The Indians, he learned, were still supposed to be massed somewhere between the Rosebud river and the Big Horn. The impression prevailed that one of two alternatives was left them—either to scatter to the eastward and toward British America, or southward to the Big Horn mountains. Though they were in front or in close proximity to Gen. Crook's command, it is not believed that they would show fight or allow Gen. Crook or Gen. Terry to get a chance at them in a body.

I
n a predawn mist that twenty-sixth day of August, with Terry's latest appeal in hand, George Crook once more sought to make his point as diplomatically as possible, without expressing that he did not want to chase Terry's Sioux. He wanted to chase his own. Taking pen in hand, he wrote:

My understanding has always been that Crazy Horse, who is an Oglala and represents the disaffected people belonging to the Southern Agencies, is about equal in strength to Sitting Bull, who similarly represents the Northern Sioux; besides, it is known that at least 1500 additional warriors left Red Cloud Agency and joined
Crazy Horse this spring and summer and are supposed to be with him here.

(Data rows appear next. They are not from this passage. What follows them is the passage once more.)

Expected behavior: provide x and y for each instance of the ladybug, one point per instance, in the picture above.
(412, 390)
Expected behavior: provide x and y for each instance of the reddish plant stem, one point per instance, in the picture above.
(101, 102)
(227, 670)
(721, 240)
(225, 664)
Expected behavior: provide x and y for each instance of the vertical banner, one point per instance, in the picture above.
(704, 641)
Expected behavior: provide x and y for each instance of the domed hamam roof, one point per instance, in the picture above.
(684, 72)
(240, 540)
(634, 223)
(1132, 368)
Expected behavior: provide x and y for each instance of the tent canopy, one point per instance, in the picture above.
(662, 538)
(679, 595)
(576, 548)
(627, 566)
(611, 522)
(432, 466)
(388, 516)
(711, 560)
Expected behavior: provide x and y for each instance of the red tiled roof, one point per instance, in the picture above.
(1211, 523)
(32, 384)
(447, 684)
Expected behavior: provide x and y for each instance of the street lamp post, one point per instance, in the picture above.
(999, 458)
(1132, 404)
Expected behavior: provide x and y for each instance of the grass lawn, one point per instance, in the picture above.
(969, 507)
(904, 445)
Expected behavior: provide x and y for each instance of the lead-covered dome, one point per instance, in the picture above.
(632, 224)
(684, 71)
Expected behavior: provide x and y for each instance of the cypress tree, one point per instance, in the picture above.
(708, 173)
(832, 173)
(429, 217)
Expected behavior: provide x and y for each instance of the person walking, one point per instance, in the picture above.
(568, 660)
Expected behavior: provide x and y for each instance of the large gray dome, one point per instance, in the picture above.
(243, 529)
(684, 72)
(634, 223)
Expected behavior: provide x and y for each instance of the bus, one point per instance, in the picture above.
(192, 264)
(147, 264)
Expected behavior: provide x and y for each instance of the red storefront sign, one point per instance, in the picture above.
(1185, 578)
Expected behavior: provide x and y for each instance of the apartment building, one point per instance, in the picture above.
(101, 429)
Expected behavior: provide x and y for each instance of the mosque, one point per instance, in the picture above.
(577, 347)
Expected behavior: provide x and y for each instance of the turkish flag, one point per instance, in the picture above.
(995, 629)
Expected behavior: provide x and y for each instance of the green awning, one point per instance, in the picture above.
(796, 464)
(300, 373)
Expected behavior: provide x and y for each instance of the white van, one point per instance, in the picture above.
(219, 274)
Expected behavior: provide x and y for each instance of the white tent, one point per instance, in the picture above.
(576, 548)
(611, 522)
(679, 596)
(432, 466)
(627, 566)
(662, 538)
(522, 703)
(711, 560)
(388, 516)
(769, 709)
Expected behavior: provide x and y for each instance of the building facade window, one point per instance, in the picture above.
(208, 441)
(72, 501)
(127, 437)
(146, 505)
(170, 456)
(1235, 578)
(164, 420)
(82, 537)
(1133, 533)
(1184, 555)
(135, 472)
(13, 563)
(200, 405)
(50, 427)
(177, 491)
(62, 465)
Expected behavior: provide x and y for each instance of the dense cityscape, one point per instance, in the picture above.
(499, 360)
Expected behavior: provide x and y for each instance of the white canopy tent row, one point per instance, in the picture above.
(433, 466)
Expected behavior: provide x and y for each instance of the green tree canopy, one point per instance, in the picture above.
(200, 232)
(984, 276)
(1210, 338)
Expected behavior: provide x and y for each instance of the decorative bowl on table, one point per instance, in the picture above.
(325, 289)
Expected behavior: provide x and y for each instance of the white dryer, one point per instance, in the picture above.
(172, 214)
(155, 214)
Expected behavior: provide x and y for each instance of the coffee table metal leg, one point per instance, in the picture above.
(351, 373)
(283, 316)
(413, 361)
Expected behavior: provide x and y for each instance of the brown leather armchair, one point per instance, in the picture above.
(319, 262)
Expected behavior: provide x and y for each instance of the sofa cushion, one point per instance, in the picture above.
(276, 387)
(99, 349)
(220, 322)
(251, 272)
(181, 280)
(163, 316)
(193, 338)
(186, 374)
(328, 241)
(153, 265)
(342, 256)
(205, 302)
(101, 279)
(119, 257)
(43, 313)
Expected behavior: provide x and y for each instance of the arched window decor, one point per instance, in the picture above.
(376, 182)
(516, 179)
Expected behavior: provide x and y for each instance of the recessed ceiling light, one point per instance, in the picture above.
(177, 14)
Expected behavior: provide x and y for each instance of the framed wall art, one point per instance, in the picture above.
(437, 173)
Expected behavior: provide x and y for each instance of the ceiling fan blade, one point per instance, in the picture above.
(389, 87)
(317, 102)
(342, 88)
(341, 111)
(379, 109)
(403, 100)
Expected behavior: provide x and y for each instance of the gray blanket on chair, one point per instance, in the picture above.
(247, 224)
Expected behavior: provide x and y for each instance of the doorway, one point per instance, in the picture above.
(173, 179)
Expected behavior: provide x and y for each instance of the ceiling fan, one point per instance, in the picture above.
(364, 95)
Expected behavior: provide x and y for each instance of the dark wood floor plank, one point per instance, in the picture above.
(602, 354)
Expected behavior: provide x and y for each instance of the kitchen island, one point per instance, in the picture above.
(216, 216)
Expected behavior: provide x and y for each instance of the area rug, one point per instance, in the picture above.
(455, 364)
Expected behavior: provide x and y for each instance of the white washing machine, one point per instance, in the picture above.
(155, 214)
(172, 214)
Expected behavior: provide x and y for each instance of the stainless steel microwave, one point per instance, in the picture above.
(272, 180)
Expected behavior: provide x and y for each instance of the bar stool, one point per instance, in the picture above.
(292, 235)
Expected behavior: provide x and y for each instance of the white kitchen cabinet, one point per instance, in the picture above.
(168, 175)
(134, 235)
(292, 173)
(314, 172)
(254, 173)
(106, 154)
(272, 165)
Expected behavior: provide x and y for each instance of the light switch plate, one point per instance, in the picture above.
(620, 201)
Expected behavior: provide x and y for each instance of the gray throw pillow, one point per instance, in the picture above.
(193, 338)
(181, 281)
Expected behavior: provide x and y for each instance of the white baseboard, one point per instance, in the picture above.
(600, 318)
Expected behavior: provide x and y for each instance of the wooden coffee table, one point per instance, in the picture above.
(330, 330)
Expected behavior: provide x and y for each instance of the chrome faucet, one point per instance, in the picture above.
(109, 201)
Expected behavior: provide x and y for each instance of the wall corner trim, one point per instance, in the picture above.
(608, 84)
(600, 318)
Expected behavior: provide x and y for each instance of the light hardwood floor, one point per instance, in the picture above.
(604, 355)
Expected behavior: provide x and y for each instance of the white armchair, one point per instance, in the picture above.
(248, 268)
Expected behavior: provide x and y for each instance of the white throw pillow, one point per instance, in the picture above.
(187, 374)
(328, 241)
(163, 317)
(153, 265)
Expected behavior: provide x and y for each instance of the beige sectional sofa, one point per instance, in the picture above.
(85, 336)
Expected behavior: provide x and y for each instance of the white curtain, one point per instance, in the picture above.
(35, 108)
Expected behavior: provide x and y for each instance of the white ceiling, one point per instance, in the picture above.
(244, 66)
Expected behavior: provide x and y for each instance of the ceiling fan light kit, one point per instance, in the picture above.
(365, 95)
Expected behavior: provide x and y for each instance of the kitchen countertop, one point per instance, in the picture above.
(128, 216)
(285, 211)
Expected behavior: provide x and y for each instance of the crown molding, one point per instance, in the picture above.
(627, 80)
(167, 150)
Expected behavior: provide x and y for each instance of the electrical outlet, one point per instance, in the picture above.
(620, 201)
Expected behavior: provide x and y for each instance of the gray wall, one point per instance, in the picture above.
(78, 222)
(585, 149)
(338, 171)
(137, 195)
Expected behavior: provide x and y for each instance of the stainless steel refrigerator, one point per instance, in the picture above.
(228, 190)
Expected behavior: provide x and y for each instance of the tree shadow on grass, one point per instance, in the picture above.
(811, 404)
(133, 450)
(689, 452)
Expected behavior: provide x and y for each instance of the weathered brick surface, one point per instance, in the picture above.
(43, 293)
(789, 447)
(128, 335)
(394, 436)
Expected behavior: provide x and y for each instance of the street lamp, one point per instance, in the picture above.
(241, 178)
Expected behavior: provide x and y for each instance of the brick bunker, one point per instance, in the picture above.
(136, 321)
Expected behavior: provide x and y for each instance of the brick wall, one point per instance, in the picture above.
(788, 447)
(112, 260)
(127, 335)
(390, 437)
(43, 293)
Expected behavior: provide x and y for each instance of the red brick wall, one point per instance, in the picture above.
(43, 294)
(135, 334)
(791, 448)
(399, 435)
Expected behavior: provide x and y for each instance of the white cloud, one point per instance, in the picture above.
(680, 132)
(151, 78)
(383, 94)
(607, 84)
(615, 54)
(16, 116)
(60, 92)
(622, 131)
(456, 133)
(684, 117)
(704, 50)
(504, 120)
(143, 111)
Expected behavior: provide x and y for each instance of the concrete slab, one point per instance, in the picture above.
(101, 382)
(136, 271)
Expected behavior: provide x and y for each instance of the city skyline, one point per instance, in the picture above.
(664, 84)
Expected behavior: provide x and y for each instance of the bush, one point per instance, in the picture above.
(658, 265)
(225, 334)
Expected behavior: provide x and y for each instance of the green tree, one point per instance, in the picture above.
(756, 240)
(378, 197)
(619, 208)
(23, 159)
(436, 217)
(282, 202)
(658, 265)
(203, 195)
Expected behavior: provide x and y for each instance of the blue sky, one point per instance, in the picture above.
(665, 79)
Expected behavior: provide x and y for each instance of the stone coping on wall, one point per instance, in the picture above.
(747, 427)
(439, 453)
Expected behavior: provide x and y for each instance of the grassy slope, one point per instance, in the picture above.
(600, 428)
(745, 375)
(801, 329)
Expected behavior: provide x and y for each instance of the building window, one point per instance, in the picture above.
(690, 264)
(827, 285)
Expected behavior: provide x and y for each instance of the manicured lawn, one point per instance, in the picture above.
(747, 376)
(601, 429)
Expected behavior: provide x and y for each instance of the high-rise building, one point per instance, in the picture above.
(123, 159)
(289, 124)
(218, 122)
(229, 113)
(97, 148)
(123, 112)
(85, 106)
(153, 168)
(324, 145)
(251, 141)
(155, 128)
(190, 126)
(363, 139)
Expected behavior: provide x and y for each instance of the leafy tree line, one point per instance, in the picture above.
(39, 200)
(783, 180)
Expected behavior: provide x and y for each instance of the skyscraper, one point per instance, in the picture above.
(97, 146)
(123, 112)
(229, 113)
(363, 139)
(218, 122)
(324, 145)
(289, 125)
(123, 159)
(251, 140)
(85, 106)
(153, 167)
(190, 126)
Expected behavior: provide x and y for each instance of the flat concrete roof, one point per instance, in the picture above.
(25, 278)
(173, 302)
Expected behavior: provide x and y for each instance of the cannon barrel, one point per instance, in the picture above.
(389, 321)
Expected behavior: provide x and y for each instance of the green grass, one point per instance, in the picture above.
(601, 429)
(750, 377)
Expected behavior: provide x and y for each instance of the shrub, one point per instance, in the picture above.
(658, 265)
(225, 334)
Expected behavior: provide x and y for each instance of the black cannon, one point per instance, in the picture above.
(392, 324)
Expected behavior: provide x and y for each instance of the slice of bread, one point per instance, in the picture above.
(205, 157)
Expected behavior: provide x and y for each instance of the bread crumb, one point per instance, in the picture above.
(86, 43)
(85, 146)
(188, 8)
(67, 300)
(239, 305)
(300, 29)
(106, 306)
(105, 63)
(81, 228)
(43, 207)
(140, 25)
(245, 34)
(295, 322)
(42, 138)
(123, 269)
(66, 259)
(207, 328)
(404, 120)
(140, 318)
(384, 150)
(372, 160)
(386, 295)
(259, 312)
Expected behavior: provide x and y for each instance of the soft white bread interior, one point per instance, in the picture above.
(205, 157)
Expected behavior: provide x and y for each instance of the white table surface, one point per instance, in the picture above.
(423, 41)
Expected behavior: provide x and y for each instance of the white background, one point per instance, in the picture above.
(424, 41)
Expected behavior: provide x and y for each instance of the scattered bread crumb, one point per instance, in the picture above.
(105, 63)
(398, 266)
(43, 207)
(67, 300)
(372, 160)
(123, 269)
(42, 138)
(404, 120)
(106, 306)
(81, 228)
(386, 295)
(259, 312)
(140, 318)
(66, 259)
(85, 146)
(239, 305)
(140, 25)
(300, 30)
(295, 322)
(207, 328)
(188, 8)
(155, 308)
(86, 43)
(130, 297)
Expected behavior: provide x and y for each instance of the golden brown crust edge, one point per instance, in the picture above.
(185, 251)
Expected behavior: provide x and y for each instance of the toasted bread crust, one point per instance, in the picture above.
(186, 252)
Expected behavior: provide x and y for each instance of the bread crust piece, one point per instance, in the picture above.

Should any considerable part of the main trail lead in the direction of the Southern Agencies, I take it for granted that it must be his, which will not only increase the embarrassment of protecting the settlements in my department, but will make me apprehensive for the safety of my wagon train.

Should I not find any decided trail going southward, but on the contrary find it scattering in this country, or crossing to the north of the Yellowstone, you can calculate on my remaining with you until the unpleasantness ends, or we are ordered to the contrary.

We march this morning. Good bye.

As the infantry slogged into the lead through the mud, sergeants bawled orders for the cavalry to form up for inspection. Chewing on a little of that tobacco he could beg off Lieutenant Bubb's commissary, Seamus Donegan sat with half-breed Frank Grouard, both of them sullenly waiting, watching Terry's far-off column inch its own way toward the Yellowstone.

One trooper nearby began to grump, “I'll sooner desert than come on another one of Crook's Injun campaigns!”

“Och!” swore his Irish companion. “It was the devil's own whiskey that brought me to ruin—with no place to go but enlist!”

“Whiskey!” hollered a third. “Ah, sweet whiskey! Now, George—wouldn't you just wish you had a little drop of whiskey to mix with all this water here'bouts?”

“Mix?” the second soldier replied with a snort of objection. “No fear of you mixing any water with your whiskey, Tim! You always take it straight!”

Tim spat in disgust, saying, “Bad luck to the ship that brought me over, then. If I had taken my old mother's
advice and remained in Cashel, it isn't a drowned rat I'd be this morning.”